On a surprisingly brisk late-March evening, the Housing Works Bookstore Cafe abounded with writers, musicians, and other literary types. The dedication of the evening — co-sponsored by Housing Works and McNally Jackson — was to the work of Cheryl Strayed, and while the timing corresponded to the release of her memoir Wild, the event’s theme focused on her “Dear Sugar” columns for The Rumpus. (A collection of these, titled Tiny Beautiful Things, will be published later this summer by Vintage.) Late in the evening, Rumpus editor Stephen Elliott explained the origin of said column, and spoke about the creation of the event itself.
Some writers — Emily St. John Mandel, Gabrielle Hamilton, David Gutowski — opted for straightforward readings of Strayed’s columns, while others (Alexander Chee among them) took a more performative approach, reading in tandem, or blending thematically similar elements of different columns. (I ended up picking up a copy of Wild there; one of the columns may have also finally prompted me to delve into the work of Tomas Tranströmer.) Beginning with the folk-influenced work of Dayna Kurtz, music also had a place on the bill.
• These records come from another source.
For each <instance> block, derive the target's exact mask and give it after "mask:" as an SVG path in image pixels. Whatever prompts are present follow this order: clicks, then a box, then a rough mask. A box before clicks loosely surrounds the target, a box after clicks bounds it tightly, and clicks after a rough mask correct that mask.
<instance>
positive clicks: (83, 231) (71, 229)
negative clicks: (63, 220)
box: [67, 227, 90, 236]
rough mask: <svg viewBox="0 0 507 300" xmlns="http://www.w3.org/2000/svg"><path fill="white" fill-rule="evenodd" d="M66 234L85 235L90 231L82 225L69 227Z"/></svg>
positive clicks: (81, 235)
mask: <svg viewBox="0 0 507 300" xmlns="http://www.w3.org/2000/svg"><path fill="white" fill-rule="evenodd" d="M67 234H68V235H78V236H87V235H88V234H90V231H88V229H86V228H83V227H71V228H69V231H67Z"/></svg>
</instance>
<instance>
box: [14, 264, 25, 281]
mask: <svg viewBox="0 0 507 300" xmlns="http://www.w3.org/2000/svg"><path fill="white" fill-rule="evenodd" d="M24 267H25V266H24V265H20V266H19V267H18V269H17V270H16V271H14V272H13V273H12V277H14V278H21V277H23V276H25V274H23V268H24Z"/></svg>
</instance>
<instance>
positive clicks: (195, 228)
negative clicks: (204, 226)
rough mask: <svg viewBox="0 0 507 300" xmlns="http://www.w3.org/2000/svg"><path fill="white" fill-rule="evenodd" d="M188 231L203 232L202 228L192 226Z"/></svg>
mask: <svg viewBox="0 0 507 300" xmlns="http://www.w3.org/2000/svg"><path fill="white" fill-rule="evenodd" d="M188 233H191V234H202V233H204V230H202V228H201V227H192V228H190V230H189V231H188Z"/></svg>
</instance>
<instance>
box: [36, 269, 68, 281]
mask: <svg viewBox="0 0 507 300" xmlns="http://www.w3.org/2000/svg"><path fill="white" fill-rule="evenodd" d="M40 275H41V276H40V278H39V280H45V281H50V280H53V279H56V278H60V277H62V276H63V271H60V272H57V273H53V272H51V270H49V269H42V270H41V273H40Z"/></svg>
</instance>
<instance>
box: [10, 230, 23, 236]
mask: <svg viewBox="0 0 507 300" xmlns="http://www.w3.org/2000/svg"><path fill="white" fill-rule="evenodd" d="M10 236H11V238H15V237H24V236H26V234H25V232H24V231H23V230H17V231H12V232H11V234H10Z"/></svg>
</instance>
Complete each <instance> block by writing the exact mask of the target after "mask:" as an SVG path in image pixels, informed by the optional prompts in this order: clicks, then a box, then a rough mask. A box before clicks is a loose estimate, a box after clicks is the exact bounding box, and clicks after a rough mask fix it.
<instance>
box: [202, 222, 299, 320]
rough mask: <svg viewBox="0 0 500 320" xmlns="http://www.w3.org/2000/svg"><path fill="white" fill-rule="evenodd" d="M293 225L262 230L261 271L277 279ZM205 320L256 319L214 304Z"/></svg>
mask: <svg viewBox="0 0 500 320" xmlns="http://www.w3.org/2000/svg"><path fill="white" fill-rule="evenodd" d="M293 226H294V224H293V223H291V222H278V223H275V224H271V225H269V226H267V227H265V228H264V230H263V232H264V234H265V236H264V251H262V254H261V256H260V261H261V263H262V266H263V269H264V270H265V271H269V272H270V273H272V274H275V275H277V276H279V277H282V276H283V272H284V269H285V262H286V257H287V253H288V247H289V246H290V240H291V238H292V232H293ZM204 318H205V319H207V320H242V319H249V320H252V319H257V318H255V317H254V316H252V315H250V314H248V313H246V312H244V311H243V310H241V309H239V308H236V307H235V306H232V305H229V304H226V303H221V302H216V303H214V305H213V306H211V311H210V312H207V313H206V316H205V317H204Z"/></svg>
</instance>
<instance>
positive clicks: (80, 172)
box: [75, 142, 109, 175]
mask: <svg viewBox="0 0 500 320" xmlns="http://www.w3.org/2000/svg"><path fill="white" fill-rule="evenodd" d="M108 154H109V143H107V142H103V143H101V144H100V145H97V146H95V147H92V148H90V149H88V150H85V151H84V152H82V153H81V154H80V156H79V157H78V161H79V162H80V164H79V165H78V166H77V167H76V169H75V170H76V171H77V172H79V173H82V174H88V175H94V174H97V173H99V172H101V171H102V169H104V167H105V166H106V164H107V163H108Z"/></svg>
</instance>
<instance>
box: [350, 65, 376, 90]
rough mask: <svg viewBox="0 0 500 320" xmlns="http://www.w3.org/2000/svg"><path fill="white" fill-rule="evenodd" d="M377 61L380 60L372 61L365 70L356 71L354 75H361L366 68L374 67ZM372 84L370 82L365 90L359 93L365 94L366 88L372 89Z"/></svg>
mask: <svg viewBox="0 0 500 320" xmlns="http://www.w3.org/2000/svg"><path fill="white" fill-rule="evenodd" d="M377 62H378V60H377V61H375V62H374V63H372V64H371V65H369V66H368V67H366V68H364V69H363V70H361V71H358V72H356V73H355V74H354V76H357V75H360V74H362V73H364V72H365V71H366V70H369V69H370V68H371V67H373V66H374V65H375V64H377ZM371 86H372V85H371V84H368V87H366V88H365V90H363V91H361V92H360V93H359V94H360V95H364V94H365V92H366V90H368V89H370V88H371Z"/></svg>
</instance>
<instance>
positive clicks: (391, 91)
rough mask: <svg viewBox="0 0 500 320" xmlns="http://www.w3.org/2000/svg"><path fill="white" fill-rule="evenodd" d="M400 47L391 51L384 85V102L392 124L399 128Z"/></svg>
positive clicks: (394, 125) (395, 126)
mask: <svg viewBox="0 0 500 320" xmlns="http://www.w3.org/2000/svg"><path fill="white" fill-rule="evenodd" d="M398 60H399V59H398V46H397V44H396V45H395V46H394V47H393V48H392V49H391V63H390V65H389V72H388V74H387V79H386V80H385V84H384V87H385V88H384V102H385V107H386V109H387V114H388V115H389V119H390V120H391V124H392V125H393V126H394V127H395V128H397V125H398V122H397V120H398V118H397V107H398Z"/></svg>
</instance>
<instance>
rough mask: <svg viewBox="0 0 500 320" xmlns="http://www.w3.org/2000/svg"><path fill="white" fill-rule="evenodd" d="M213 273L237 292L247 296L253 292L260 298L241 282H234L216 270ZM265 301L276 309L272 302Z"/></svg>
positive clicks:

Widowspeak closed out the night with a short set of Mazzy Star-esque pop (with a mean cover of Chris Isaak’s “Wicked Game” thrown in to the mix.) In the end, the mood was celebratory, and surprisingly wide-ranging; it was the sort of night in which quotes from Tranströmer and — oddly — Donald Rumsfeld could sit beside blissful pop and irreverent references to plastic flamingos.
And then we all retired to Botanica, where I was talked into seeing if a pen could be nestled in my beard. (It could.)